There are many factors that affect pump efficiency, but from the three basic links of the deep-well sucker rod pump (the piston gives up volume, crude oil enters the pump and is discharged from the pump), it can be summarized into the following three aspects.
(1) Elastic expansion and contraction of the sucker rod string and the tubing string. Due to the working characteristics of the deep-well sucker rod pump, the sucker rod string and the tubing string are subjected to alternating loads during operation, resulting in elastic expansion and contraction, making the piston stroke smaller than the bare rod stroke, thereby reducing the volume given up by the piston.
(2) The influence of gas and insufficiency. When the oil-gas mixture is sucked into the pump, the gas occupies part of the space given up by the piston, and the oil does not have time to enter the pump. Or when the pump displacement is greater than the oil supply capacity of the oil layer, the amount of oil entering the pump will also be reduced.
(3) The influence of leakage. The gap between the piston and the bushing and the leakage between the valve and other connecting parts will reduce the actual displacement. As long as the manufacturing quality and assembly quality of the pump are guaranteed, the impact of leakage will be small within a certain period of time after the pump is installed. However, when the liquid is corrosive or contains sand, the leakage will increase rapidly due to corrosion and wear on the pump. Wax deposition and sand deposition in the deep-well sucker rod pump will cause the valve to close loosely, or even get stuck and seriously damage the operation of the pump. In these cases, in addition to improving the structure of the deep-well sucker rod pump and improving the corrosion resistance of the pump, the main measures are to take sand and wax prevention measures, and regularly inspect the pump to maintain the normal operation of the pump.
Measures to improve pump efficiency:
To improve the efficiency of the deep-well sucker rod pump, it is necessary to try to reduce the above three effects.
1. The influence of the elastic expansion and contraction of the sucker rod and the tubing on the piston stroke The piston stroke is less than the rod stroke, which is an inevitable factor causing the pump efficiency to be less than 1. The greater the elastic expansion and contraction of the sucker rod column and the tubing column, the greater the difference between the piston stroke and the rod stroke, and the lower the pump efficiency. The different loads on the sucker rod column will result in different expansion and contraction deformations. As mentioned above, the loads on the sucker rod column mainly include: the weight of the sucker rod column and the weight of the liquid column above the piston (collectively referred to as static load), the inertial load of the sucker rod column and the liquid column, and the vibration load of the sucker rod column (collectively referred to as dynamic load). The following will study the elastic deformation of the sucker rod column and the oil pipe caused by these loads, as well as the impact on the piston stroke.

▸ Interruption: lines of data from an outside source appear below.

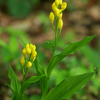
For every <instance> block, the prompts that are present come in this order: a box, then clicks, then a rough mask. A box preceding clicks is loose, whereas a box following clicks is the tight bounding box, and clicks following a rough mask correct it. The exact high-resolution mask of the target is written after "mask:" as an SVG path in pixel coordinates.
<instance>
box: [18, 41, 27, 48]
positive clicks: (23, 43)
mask: <svg viewBox="0 0 100 100" xmlns="http://www.w3.org/2000/svg"><path fill="white" fill-rule="evenodd" d="M19 42H20V44H21V45H22V46H23V47H24V48H25V47H26V44H25V43H24V42H23V41H21V40H19Z"/></svg>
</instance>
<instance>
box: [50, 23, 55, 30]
mask: <svg viewBox="0 0 100 100" xmlns="http://www.w3.org/2000/svg"><path fill="white" fill-rule="evenodd" d="M51 26H52V29H53V30H54V31H55V28H54V26H53V23H51Z"/></svg>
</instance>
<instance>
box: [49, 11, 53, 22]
mask: <svg viewBox="0 0 100 100" xmlns="http://www.w3.org/2000/svg"><path fill="white" fill-rule="evenodd" d="M49 19H50V22H51V23H53V21H54V14H53V12H50V15H49Z"/></svg>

2. The impact of gas on pump efficiency:
During the exploitation period of deep-well sucker rod pump, most oil fields are produced at a flow pressure lower than the saturation pressure. Even if they are produced at a pressure higher than the saturation pressure, the pump port pressure is lower than the saturation pressure. Therefore, when pumping, both gas and liquid are always pumped into the pump at the same time. The gas entering the pump will inevitably reduce the amount of liquid entering the pump and reduce the pump efficiency. When the gas influence is serious, "gas lock" may occur, that is, during pumping, due to the compression and expansion of gas in the pump, the suction and discharge valves cannot be opened, and the phenomenon of no oil being pumped out occurs.
If the oil layer energy is low or the crude oil viscosity is high, the suction resistance of the deep-well sucker rod pump is very large. Often, the piston starts to move downward before the oil fills the pump barrel, resulting in the so-called underfilling phenomenon, which reduces the pump efficiency. In this case, the pump can generally be deepened to increase the sinking degree, or reasonable pumping parameters can be selected to adapt to the oil supply capacity of the oil layer. For heavy oil, viscosity reduction measures can also be taken.
3. Leakage effect:
The leakage that affects the pump efficiency includes:
(1) Discharge part leakage. The gap leakage between the piston and the bushing and the floating valve leakage will reduce the amount of oil discharged from the pump.
(2) Suction part leakage. The fixed valve leakage will reduce the amount of oil entering the pump.
(3) Other parts leakage. Although the pump is working normally, the pump efficiency will be reduced due to leakage due to the looseness of the oil pipe thread, the pump connection part and the oil drain.